ODI12c allows us to create deployment archives; separate files for development and execution work repositories so we got both covered. In our case, only DEV and hotfix environments are development work repositories and the others are execution. This doesn’t have to be the case, all of the environments can have development work repositories as well.

Our Jenkins pipelines consists of stages for build and step by step deployment through environments. In those stages we call bash scripts for importing our code/execution file to the environment, (regenerate and) run the scenarios and check that they have finished properly and do some basic tests on the data they produced. There is an additional step after deployment and test on UAT where a manual confirmation is needed in order for the code to be deployed to production. If any step fails, the pipeline is suspended and notifications are sent to involved parties.

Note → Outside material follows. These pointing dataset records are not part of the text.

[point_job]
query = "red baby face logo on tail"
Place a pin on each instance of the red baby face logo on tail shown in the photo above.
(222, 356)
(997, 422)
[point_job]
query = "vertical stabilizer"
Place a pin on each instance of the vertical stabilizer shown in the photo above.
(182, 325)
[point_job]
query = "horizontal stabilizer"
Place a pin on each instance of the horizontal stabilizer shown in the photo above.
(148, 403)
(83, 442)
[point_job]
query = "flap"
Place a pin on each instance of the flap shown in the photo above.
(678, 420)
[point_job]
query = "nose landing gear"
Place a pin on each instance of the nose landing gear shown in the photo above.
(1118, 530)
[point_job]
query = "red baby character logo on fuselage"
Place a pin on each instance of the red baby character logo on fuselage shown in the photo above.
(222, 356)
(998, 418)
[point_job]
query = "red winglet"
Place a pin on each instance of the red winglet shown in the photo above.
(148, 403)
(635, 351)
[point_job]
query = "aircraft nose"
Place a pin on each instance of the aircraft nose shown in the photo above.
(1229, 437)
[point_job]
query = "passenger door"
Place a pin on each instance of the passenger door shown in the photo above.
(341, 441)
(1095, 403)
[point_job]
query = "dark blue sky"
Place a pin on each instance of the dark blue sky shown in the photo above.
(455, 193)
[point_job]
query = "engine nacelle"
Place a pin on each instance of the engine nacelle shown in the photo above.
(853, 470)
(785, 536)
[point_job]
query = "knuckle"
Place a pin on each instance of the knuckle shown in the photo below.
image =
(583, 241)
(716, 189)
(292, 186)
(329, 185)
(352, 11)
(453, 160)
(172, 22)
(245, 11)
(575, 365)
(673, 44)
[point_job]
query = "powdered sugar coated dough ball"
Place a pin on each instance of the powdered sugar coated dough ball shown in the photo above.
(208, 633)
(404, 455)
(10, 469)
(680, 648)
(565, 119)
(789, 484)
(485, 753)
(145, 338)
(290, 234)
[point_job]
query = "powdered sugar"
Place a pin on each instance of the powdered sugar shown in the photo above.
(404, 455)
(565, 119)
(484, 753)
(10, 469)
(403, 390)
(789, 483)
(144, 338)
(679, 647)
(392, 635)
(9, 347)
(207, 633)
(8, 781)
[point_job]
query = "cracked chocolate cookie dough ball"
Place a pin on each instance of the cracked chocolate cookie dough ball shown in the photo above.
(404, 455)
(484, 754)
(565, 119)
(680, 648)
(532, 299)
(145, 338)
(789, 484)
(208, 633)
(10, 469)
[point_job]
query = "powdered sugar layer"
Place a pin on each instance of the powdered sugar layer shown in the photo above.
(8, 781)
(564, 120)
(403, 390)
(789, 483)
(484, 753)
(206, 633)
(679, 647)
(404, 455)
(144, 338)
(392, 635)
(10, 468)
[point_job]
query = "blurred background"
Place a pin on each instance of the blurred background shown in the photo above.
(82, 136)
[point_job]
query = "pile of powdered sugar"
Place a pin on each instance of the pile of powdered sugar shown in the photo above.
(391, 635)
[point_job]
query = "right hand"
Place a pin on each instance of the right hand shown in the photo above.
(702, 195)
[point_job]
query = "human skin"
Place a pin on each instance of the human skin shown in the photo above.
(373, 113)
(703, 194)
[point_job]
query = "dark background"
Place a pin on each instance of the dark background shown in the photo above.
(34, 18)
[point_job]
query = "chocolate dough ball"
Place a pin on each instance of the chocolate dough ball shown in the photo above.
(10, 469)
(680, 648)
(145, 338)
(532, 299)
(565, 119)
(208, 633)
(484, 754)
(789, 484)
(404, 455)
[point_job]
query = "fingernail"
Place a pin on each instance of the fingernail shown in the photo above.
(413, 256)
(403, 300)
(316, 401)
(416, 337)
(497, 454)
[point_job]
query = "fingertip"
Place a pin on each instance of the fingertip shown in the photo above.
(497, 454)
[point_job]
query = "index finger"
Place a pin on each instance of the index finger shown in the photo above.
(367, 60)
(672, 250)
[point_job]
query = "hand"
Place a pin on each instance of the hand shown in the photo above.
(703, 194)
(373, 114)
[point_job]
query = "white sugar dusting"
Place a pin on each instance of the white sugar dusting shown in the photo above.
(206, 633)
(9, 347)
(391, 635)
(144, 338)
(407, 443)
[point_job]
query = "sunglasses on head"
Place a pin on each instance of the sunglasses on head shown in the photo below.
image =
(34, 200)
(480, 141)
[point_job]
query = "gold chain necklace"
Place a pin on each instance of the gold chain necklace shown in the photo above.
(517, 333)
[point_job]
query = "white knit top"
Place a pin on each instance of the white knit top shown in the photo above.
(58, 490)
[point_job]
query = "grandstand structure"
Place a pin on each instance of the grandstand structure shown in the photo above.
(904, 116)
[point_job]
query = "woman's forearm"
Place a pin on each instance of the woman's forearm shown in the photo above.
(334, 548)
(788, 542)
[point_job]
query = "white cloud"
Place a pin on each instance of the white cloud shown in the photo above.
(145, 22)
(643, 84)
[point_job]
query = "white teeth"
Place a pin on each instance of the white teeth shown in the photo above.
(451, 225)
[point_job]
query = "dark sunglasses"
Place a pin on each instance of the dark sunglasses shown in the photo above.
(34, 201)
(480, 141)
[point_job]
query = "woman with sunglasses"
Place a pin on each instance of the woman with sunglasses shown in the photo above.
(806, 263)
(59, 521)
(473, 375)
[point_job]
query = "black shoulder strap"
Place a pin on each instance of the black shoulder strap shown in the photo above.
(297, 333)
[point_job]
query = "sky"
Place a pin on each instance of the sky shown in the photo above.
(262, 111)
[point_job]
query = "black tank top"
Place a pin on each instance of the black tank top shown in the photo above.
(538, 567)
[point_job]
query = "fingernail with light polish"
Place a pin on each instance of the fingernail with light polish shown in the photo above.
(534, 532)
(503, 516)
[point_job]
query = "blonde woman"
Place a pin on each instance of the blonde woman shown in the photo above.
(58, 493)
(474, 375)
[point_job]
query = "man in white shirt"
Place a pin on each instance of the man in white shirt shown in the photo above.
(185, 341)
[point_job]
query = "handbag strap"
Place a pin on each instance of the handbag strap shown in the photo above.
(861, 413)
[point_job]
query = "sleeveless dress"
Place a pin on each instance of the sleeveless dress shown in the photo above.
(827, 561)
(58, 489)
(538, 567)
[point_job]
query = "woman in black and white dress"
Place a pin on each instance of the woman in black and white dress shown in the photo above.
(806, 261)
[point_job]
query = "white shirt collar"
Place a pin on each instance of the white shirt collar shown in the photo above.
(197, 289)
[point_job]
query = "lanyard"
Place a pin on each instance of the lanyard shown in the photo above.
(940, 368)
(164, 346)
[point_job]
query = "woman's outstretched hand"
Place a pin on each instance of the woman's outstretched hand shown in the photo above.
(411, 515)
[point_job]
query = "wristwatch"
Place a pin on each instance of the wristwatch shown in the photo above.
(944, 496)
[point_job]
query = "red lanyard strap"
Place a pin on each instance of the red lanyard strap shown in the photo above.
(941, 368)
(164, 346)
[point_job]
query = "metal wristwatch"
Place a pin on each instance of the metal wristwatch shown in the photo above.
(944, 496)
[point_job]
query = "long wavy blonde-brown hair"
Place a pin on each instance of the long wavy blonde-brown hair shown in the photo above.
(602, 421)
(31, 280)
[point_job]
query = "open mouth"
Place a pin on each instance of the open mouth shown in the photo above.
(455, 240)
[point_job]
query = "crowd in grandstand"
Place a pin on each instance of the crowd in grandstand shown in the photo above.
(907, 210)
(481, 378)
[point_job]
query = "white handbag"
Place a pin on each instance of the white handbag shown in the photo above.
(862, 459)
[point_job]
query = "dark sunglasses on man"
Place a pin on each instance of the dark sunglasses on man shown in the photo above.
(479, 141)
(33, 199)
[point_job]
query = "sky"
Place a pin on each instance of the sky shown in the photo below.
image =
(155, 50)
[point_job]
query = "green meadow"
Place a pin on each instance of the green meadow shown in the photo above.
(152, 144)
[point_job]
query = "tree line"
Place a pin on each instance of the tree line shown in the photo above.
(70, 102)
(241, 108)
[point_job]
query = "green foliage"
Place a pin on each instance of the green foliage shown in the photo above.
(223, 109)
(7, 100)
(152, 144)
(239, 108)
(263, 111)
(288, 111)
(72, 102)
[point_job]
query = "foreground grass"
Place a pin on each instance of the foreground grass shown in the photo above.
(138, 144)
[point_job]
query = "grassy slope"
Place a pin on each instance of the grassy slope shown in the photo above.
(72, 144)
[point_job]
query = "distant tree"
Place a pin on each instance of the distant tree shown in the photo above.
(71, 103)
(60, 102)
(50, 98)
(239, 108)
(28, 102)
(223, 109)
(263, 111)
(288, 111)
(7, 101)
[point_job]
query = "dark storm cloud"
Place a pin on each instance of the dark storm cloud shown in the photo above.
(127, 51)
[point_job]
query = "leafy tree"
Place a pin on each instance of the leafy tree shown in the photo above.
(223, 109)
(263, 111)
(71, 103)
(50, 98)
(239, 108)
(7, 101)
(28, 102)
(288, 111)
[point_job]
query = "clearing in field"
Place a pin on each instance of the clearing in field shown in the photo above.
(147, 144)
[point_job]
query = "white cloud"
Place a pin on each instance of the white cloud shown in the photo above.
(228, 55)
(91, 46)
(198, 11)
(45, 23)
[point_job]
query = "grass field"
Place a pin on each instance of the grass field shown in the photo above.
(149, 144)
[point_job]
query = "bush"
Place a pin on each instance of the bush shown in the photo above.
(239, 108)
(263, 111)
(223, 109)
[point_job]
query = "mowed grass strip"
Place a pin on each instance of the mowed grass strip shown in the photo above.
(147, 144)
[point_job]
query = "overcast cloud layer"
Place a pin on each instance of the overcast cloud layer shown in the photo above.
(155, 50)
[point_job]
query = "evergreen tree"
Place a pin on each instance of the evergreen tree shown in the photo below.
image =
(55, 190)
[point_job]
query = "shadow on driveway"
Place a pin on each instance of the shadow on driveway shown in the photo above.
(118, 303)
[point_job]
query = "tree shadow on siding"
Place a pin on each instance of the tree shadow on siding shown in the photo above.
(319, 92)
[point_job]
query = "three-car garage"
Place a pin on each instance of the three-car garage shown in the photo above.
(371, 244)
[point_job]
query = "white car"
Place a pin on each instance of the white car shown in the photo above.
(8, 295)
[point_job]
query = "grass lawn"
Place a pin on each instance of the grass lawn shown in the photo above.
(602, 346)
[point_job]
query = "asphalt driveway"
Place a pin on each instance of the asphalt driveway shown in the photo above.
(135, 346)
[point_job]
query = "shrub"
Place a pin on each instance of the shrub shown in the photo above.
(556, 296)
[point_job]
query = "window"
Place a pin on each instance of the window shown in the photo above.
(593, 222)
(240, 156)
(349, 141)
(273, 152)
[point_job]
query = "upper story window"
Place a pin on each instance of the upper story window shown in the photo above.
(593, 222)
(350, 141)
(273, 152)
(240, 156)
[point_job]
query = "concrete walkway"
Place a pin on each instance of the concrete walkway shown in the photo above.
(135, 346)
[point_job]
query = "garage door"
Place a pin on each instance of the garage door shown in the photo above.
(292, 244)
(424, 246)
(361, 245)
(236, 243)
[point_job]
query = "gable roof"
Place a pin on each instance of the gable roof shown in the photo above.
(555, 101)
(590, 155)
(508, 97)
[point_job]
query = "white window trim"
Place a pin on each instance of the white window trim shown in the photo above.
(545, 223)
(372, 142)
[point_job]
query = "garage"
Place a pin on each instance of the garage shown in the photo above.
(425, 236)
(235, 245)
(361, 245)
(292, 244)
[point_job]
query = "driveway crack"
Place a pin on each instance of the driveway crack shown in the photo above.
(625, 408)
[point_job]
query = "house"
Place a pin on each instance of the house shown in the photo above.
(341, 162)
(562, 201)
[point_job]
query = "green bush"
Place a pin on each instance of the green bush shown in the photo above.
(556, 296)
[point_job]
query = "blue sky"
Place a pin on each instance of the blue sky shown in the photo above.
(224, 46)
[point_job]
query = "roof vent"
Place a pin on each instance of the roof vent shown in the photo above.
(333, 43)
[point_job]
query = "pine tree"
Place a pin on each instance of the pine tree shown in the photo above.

We expand our data model in a similar fashion. Once we are satisfied with the newest version, we create two scripts:

  1. An upgrade script which generates alter/add SQL to get the old version to the new version
  2. A downgrade script which creates a similar script but for returning our new version to the old one

Here we need to be more careful so there is a step where scripts have to be checked manually before being allowed to execute, because even the slightest mistake can mean dropping a table and losing data (we have backup, but restoring it takes time). This step can be partially automatized with a script that searches for drop commands and compiles a report so we know what to check. When we deploy to non production environment we execute the upgrade script, then the downgrade script, then the upgrade script again. If all goes well, we know that both scripts work correctly and we can rollback whenever we want. On production environment we execute only the upgrade script.

As you might have concluded yourself, Jenkins orchestrates everything here. It is integrated with Trello which handles issues and notifies us via Kanban boards and Outlook messages.

Next steps

With this architecture we automatized everything regarding our core development tasks. So what next?

As you may have noticed, the monitoring part is rudimental, our ultimate goal would be complete monitoring in one spot where we can analyze performance stats for tuning, logs, common errors and bottlenecks and generally have a whole picture of the system.

ETL testing is still in early stages…our goal is to try to completely automatize unit testing, component interface testing, regression testing and performance testing. It certainly isn’t an easy task, but developing a Data Quality module that would be integrated with DevOps and create triggers not only when deploying scenarios but in everyday workloads in production would be a great benefit.

Most Business Intelligence departments consist not only of Data Warehouse but also Reporting and Big Data departments. We could widen this to become a complete DataOps architecture where we would also version and automatize reports and Data Science development.

Docker and other container technologies are starting to become mainstream in DevOps in general and it could also be used here. We could use it for testing, creating self sufficient stateless docker databases which can be reused for testing our ETL and applications. We could package our apps in containers and pass them like that through multiple environments or package toolsets in containers and use them in Data science as a service.

All in all, DevOps and DWH do have a bright future together. Not only that, but there is so much potential for upgrades, integration and custom features that will help any Enterprise environment in their day to day work.

But DevOps is not only helping you reduce time to market and failure rate of new releases, it also helps develop a healthier mindset of collaboration, one in which all of the employees try to understand what others are doing. This leads to everyone taking into consideration all aspects of the software development lifecycle, contributing as best they can and a better and easily maintainable end product.